The kernel functions $p(x_l = t | C_j)$ determine the probability density of $x_l$, where $t \in h_l$. It is defined in Eq. (19):

\[p(x_l = t | C_j) = \beta_j \frac{1}{|h_l|} + (1 - \beta_j) f_j(t)\] (19)

The smoothing parameter, $\beta_j$, is called the bandwidth, and the frequency estimator of t in cluster $C_j$ is formulated in Eq. (20):

\[f_j(t) = \frac{1}{n_j} \sum_{x_i \in j} I(t = x_{il})\] (20)

For categorical data, the optimal bandwidth of $\beta_j$ lies within [0, 1] and can be calculated using Eq. (21):

\[\beta_j = \frac{\sum_{l=1}^{m} s_{jl}^2}{(n_j - 1) \sum_{l=1}^{m} {|\frac{|h_l| - 1}{|h_l|}} - s_{jl}^2)}\] (21)

The number of objects in cluster j is represented as $n_j$. The sample dispersion of categorical attributes is measured by the Gini diversity index $S_{jl}^2$, which is provided in Eq. (22):

\[S_{il}^2 = 1 - \sum_{t \in h_l} [f_i(t)]^2 \tag{22}\]

Finally, the probabilistic distance is defined in Eq. (23):

\[d(x_{il}, C_j) = \sum_{t \in h_l} \left[ I(t = x_{il}) - \beta_j \frac{1}{|h_j|} - (1 - \beta_j) f_j(t) \right]^2\] (23)

Therefore, to minimize F(U, Z, W), the objective function of the proposed MFWKM-PD algorithm is presented in Eq. (24)"

\[F(U,Z,W) = \sum_{i=1}^{k} \sum_{l=1}^{n} \sum_{l=1}^{m} u_{ili}^{\alpha} w_l d(x_{il}, C_i)\] (24)

3.1 Updating Rules

Based on Eqs. (6-7), the cluster centroid $z_{jl}$ of cluster j on attribute l and membership degree $u_{jli}$ are updated using Eqs. (25) and (26) respectively:

\[z_{jl} = a_l^{(r)}, \ r = arg_{1 \le r \le |h_l|} max \left\{ \sum_{v: x_{vl} = a_l^r} u_{jvl}^m \right\}\] (25)

and

\[u_{jli} = \left[ \sum_{h=1}^{k} \sum_{s=1}^{m} \left( \frac{d(x_{il}, C_j)}{d(x_{is}, C_h)} \right)^{\frac{1}{\alpha - 1}} \right]^{-1}\] (26)

The object-to-cluster distance $d(x_{il}, C_j)$ is calculated using Eq. (21); the weight attribute $l(l_l)$ is calculated based on a fuzzy weighting method, $f_{lj}^r$ and $g_{lj}^r$, using Eq. (10).

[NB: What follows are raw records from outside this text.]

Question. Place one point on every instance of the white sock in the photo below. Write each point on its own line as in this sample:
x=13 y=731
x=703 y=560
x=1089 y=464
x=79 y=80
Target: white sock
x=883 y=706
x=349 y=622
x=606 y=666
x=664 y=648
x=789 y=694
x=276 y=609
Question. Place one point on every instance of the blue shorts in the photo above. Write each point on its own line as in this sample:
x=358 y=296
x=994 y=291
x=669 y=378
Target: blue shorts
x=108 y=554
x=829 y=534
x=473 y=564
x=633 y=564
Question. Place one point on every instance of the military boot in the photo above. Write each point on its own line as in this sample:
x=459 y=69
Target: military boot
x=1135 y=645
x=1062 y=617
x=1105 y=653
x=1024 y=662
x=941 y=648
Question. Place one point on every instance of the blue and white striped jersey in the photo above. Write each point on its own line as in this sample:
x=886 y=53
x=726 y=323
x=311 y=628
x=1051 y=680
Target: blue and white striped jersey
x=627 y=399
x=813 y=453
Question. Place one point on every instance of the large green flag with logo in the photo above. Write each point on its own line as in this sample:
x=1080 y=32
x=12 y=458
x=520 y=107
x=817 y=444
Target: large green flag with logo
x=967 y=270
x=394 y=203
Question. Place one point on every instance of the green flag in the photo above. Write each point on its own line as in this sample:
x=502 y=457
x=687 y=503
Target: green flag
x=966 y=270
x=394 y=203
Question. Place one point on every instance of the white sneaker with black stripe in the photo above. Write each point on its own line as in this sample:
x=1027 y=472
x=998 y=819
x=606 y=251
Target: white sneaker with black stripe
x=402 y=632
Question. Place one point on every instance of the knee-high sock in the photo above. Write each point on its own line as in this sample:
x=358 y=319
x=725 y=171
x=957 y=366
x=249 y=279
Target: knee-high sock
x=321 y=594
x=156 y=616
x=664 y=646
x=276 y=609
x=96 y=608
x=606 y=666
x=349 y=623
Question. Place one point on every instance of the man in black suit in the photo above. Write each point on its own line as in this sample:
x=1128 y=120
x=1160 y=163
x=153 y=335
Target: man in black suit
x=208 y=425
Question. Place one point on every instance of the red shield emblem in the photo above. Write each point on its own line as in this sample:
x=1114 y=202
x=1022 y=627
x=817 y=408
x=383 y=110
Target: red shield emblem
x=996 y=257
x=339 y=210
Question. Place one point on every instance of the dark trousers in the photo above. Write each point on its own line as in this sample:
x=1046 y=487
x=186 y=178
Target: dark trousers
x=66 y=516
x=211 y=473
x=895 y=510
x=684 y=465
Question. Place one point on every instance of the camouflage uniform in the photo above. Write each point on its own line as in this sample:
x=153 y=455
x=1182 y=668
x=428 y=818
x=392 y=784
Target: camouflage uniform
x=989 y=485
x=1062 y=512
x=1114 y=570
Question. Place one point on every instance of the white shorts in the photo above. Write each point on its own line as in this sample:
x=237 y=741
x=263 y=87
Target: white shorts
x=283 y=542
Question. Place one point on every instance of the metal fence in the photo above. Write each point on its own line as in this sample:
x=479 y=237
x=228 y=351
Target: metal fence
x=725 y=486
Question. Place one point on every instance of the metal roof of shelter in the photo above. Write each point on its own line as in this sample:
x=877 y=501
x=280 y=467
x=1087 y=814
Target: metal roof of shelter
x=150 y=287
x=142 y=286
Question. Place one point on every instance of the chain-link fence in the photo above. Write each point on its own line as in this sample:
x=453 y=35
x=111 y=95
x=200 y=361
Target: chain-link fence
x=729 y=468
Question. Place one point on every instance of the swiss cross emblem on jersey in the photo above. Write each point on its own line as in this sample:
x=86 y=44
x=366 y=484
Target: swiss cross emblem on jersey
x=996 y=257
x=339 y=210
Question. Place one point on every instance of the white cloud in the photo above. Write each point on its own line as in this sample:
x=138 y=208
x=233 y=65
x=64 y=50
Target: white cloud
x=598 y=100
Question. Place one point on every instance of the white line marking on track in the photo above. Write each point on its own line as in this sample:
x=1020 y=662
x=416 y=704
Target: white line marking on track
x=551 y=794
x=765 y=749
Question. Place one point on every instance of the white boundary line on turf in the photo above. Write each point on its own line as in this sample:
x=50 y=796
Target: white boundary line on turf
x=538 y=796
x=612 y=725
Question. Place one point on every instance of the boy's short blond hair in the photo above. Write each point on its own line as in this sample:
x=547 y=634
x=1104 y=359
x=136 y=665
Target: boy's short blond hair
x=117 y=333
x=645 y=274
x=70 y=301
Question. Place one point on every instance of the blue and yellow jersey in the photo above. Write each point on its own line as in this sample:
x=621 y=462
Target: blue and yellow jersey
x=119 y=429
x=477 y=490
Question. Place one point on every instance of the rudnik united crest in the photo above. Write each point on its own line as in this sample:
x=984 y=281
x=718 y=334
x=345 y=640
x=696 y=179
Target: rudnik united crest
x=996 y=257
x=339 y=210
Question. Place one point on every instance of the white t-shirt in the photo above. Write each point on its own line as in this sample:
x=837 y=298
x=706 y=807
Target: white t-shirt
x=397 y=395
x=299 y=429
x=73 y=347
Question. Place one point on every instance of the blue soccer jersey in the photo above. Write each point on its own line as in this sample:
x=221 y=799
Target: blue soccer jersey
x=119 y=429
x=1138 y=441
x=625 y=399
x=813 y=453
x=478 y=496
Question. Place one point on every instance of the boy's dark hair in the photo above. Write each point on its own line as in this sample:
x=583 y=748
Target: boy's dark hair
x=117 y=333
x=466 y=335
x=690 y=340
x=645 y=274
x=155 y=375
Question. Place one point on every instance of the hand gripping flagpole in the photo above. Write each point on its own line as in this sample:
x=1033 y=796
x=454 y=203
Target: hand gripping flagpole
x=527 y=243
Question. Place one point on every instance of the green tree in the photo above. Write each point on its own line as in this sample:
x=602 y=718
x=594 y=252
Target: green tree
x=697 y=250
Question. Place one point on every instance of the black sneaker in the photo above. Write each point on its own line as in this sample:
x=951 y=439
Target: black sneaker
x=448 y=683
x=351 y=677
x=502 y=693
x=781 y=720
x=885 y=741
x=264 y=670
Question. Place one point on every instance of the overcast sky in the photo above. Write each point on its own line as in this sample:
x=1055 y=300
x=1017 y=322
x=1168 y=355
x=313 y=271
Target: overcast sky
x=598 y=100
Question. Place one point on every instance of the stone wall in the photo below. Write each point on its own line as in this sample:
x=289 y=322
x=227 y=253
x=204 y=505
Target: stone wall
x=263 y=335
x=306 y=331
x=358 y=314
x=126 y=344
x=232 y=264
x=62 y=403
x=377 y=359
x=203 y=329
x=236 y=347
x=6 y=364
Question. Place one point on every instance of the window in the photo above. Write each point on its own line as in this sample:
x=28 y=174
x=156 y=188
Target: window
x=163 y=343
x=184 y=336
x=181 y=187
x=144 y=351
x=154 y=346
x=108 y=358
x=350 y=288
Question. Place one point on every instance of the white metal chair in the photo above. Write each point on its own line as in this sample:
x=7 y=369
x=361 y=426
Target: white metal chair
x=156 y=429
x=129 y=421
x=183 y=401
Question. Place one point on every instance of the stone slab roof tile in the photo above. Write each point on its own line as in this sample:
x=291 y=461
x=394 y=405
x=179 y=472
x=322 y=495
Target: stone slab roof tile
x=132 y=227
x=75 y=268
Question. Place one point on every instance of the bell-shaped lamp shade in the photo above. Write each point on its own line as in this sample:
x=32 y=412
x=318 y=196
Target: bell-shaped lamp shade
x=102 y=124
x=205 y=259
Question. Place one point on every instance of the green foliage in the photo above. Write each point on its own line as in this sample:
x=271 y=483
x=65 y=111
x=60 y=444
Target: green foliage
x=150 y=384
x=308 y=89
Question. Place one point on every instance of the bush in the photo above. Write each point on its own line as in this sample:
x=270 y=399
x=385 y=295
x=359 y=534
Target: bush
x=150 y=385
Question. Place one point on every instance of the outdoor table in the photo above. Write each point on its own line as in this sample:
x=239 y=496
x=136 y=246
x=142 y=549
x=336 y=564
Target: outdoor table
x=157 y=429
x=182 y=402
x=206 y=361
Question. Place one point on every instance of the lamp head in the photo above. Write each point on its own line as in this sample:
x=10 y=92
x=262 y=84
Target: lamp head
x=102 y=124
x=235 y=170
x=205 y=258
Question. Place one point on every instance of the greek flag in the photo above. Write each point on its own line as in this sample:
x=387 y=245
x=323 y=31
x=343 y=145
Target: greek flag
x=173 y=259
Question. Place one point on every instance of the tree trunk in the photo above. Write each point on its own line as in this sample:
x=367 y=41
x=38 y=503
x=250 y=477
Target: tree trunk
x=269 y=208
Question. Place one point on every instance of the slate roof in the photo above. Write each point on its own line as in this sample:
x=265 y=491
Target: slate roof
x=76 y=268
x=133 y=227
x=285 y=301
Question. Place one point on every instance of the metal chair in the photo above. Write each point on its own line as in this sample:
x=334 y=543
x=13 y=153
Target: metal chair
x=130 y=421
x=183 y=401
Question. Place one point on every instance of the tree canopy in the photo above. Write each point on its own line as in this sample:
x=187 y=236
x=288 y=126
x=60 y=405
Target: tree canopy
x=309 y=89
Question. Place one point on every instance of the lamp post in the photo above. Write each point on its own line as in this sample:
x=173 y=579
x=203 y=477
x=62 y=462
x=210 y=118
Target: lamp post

The proposed MFWKM-PD follows the following procedures:

Step 1: Initialization – Initialize multivariate fuzzy partition $U^1$ which contains n membership matrix $u_i = \left[u_{jli}\right]$, (j=1,...,k; i=1,...,n; l=1,...,m) to satisfy the constraint. Generate the attribute weight $W^1$ with $w_l = 1/m$ for all attributes. Identify the centroid $Z^1$ such that cost $F(U^1,Z^1,W^1)$ is minimized. Set iteration t=1.

For t = 1 to max iteration

Step 2: Fix $Z^t$ and $W^t$ and update $U^{t+1}$. If $F(U^{t+1}, Z^t, W^t) = F(U^t, Z^t, W^t)$, then stop; Else go to Step 3

Step 3: Fix $W^t$ and $U^{t+1}$ and update $Z^{t+1}$If $F(U^{t+1}, Z^{t+1}, W^t) = F(U^{t+1}, Z^t, W^t)$, then stop Else go to Step 4

Step 4: Fix $U^{t+1}$ and $Z^{t+1}$ and update $W^{t+1}$. If $F(U^{t+1}, Z^{t+1}, W^{t+1}) = F(U^{t+1}, Z^{t+1}, W^t)$ or iteration $t = \max$ iteration, then stop.

Else return to Step 2

End for

4 Experimental Results

This study evaluated the proposed MFWKM-PD algorithm using three benchmark datasets from different fields, i.e., molecular biology, balance, and lymphography. Table 2 shows the details of the datasets, which have different numbers of instances (N), categorical attributes $(d_c)$, and clusters (k) and were retrieved from the UCI machine learning repository.

Table 2 Benchmark datasets.

Datasets	N	$d_c$	k
Molecular Biology [16]	106	57	2
Balance [17]	625	18	3
Lymphography [18]	148	18	4

The molecular biology dataset (E. Coli promoter gene sequences) has 57 categorical attributes and each attribute has four levels of categories; the balance dataset has 18 categorical attributes and each attribute has five levels of categories. Moreover, the lymphography dataset, even though it has a similar number of attributes to the balance dataset, has various levels of categories. There are ten attributes comprising two levels, two attributes comprising three levels, four attributes comprising four levels, and two attributes comprising eight levels.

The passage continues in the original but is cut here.